Théâtre

Dérives sectaires d’une mère de bonne famille

par PAUL K’ROS
Publié le 18 janvier 2019 à 20:44

Actuellement donné à La Rose des Vents, Le Fils, de Marine Bachelot Nguyen, décrit subtilement l’aveuglement d’une femme glissant vers l’intégrisme.

Quand la haine devient ordinaire.
© Thierry Laporte

En 2011, La Rose des Vents programmait une pièce profondément dérangeante mais pétrie d’humanité, de Roméo Castellucci, intitulée Sur le concept du visage de Dieu.
La présentation de cette œuvre scéniquement superbe jusque dans son dénuement et particulièrement riche de questionnements avait à l’époque suscité l’ire et la violence de groupuscules catholiques intégristes, on dirait aujourd’hui radicalisés, dont l’un nommé Civitas faisait régulièrement irruption dans les salles de spectacle pour l’interdire et enrôlait ses adeptes à processionner à genoux dans les rues alentour criant au blasphème. Inutile de préciser qu’aucun de ces zélés thuriféraires de Dieu n’avait vu la pièce en question…
Il y eut ensuite les « manifs pour tous », anti-avortement et anti-mariage homo. S’interrogeant sur ces clivages qui divisent la société, l’auteure Marine Bachelot et le metteur en scène David Gauchard ont conçu Le Fils, un spectacle qui tente de comprendre l’engrenage de ces dérives sectaires dont le discours haineux peut prendre corps chez une « madame tout le monde » et s’imposer comme ordinaire.

Glissement idéologique

Un plateau circulaire richement marqueté avec en son centre un clavecin.
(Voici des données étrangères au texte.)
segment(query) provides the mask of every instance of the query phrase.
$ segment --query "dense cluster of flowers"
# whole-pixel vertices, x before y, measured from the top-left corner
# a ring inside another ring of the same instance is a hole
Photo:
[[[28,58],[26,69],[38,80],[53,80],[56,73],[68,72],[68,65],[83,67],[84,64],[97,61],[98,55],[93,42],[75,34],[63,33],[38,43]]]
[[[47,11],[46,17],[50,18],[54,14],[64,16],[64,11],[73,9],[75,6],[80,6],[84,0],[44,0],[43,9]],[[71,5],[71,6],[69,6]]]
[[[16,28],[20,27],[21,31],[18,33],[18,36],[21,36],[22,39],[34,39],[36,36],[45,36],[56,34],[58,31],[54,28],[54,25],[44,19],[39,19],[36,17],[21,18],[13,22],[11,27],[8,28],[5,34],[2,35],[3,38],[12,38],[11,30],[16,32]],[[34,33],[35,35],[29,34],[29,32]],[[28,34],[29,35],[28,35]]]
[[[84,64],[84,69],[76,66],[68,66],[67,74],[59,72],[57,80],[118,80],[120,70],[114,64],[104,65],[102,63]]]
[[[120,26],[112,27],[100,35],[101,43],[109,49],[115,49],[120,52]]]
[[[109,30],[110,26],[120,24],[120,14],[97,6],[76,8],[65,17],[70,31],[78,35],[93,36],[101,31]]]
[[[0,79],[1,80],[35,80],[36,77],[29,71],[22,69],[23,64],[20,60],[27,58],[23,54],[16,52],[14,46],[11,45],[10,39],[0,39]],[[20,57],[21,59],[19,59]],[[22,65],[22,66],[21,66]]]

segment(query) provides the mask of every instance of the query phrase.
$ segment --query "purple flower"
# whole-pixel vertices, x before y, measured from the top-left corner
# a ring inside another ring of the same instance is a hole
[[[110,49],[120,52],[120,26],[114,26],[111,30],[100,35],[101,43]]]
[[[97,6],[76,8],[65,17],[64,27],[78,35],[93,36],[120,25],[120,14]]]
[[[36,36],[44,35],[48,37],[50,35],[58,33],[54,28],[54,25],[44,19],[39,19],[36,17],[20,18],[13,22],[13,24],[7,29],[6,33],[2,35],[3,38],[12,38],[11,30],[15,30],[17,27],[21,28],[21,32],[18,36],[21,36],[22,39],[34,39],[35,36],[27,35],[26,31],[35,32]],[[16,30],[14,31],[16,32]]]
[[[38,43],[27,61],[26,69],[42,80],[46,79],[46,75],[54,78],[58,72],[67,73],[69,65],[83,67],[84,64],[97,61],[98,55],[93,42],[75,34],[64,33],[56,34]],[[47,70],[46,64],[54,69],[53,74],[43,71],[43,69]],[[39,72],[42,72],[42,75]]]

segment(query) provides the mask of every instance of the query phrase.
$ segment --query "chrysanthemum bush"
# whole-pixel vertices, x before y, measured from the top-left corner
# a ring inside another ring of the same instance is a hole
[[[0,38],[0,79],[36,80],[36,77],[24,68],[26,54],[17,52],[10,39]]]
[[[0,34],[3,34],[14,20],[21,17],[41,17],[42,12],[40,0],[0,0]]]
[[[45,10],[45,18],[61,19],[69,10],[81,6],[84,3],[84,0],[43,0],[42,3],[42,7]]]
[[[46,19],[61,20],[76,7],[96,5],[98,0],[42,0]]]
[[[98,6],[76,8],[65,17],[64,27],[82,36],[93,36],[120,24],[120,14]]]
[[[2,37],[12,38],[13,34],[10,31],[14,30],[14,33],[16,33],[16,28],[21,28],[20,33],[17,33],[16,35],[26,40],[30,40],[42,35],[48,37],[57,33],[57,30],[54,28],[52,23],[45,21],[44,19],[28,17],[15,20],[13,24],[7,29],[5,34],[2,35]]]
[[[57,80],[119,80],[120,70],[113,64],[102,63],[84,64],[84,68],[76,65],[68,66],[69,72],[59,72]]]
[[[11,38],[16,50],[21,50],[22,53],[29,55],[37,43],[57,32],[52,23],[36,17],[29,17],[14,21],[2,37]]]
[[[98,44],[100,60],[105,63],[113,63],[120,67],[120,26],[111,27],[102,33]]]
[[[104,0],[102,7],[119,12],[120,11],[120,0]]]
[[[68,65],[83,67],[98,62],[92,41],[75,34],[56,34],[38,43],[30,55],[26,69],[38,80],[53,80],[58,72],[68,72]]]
Une femme, jeune encore, cheveux courts, dynamique (Emmanuelle Hiron) d’allure apparente posée, mère de deux garçons très différents, on l’apprendra, monologue face au public qu’elle prend à témoin de sa vie bien établie, pharmacienne, au sein de la petite bourgeoisie provinciale et à partie de ses angoisses délirantes.
On apprend ainsi que par l’intermédiaire de son mari, elle est amenée à fréquenter des catholiques traditionalistes dont la notable notoriété la flatte et dont le discours radical semble apporter du piment à son existence. Elle s’épanouira dans ce militantisme, tentera d’embrigader ses proches et ses enfants dans ce qu’elle considère comme l’aventure la plus excitante de sa vie. C’est l’histoire de son glissement idéologique, de son aveuglement que nous montre avec finesse la comédienne Emmanuelle Hiron en une sorte d’intime confession orale séquencée par des flashs sonores et lumineux. Le propos prend encore plus d’épaisseur et les contradictions de l’acuité avec la découverte par la mère, tel un séisme, de l’homosexualité de l’un de ses fils avec lequel s’instaurent (en voix off) de brefs dialogues.

Le Fils, de Marine Bachelot Nguyen, jusqu’au 18 janvier à La Rose des Vents. Mise en scène David Gauchard, Cie l’Unijambiste.